Statues, The Sorites Paradox & Slippery Slopes

Statues, The Sorites Paradox & Slippery Slopes June 12, 2020

It’s my favourite philosophical thought experiment. There is a reason that I find the Sorites Paradox compelling, insightful and very important: it is everywhere and has ramifications right across the board. I’ll get onto it later.

In my opinion, it goes hand in hand with conceptual nominalism – the belief that universals and abstract ideas do not exist “out there” but exclusively in our minds, constructed by them, whether agreed to by consensus or not. But before we get onto these matters, let’s rewind over the last week or so.

Colston

In the UK recently, we had our own Black Lives Matter moment when the statue of Edward Colston was ripped down in Bristol. We had many people saying “about time” and many others questioning this very “un-British” act of rebellion. Many of this latter group had never heard of Colston, much less knew the horrors he caused or represents. His plaque reads:

“Erected by citizens of Bristol as a memorial of one of the most virtuous and wise sons of their city AD 1895.”

For those of you who don’t know, Bristol is the main UK port that is closest to America, and so it became a crucial trading spot for centuries, most notably concerning the trade in slaves. The FT’s excellent article from a few years ago explains:

Edward Colston’s past was no secret. He had risen to the highest levels of the Royal African Company, which then held the British monopoly on the transatlantic slave trade. During his time there, some 84,500 people were forced on to the RAC’s slave ships from west Africa to the Caribbean.
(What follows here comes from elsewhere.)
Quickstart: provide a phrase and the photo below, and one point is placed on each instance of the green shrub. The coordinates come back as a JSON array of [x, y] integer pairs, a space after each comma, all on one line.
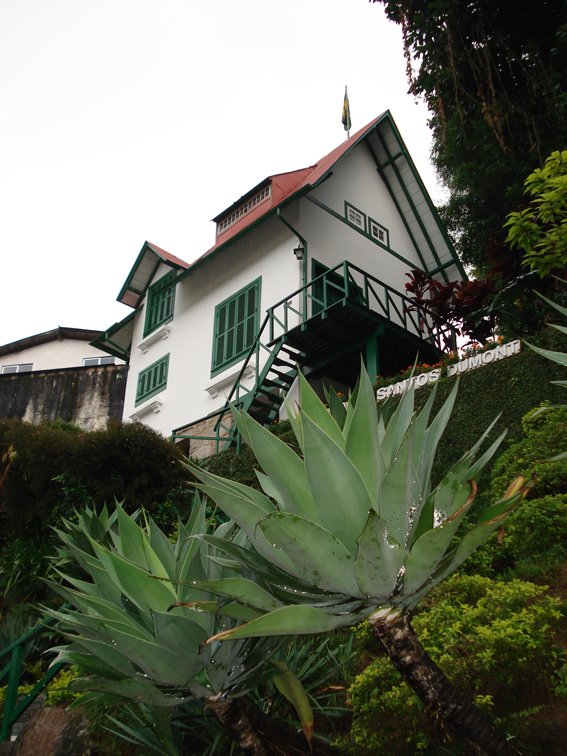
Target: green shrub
[[59, 468], [531, 545], [544, 436], [492, 639]]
Conditions on board were so poor that, according to research by historian Roger Ball, about a quarter died en route. Yet the city continued to celebrate the slave trader until as recently as two years ago. He has been called the “father of the city” and its “patron saint”. In 2016, schoolchildren were preached a sermon in which his family motto was quoted: “Go, and do thou likewise.”

It is only now, more than 200 years after the abolition of the slave trade, that the anti-Colston movement has gained momentum. Lake, 38, is part of a new protest group energised by global efforts to bring down symbols of racial oppression, from statues of Cecil Rhodes in South Africa to Confederate statues in the southern United States. Bristol campaigners have won significant victories, such as persuading the city’s biggest music venue, the Colston Hall, to change its name. Their current target is the statue of Colston, which still stands. But the campaign has exposed deep divisions. For many African-Caribbean Bristolians, the dethroning of Colston is a first step in recognising both their contribution to the city and the continuing discrimination they face: according to a report last year, the Runnymede Trust think-tank found that Bristol shows a greater disparity between white and minority ethnic groups than any other part of the UK outside London on measures of education, employment, health and housing.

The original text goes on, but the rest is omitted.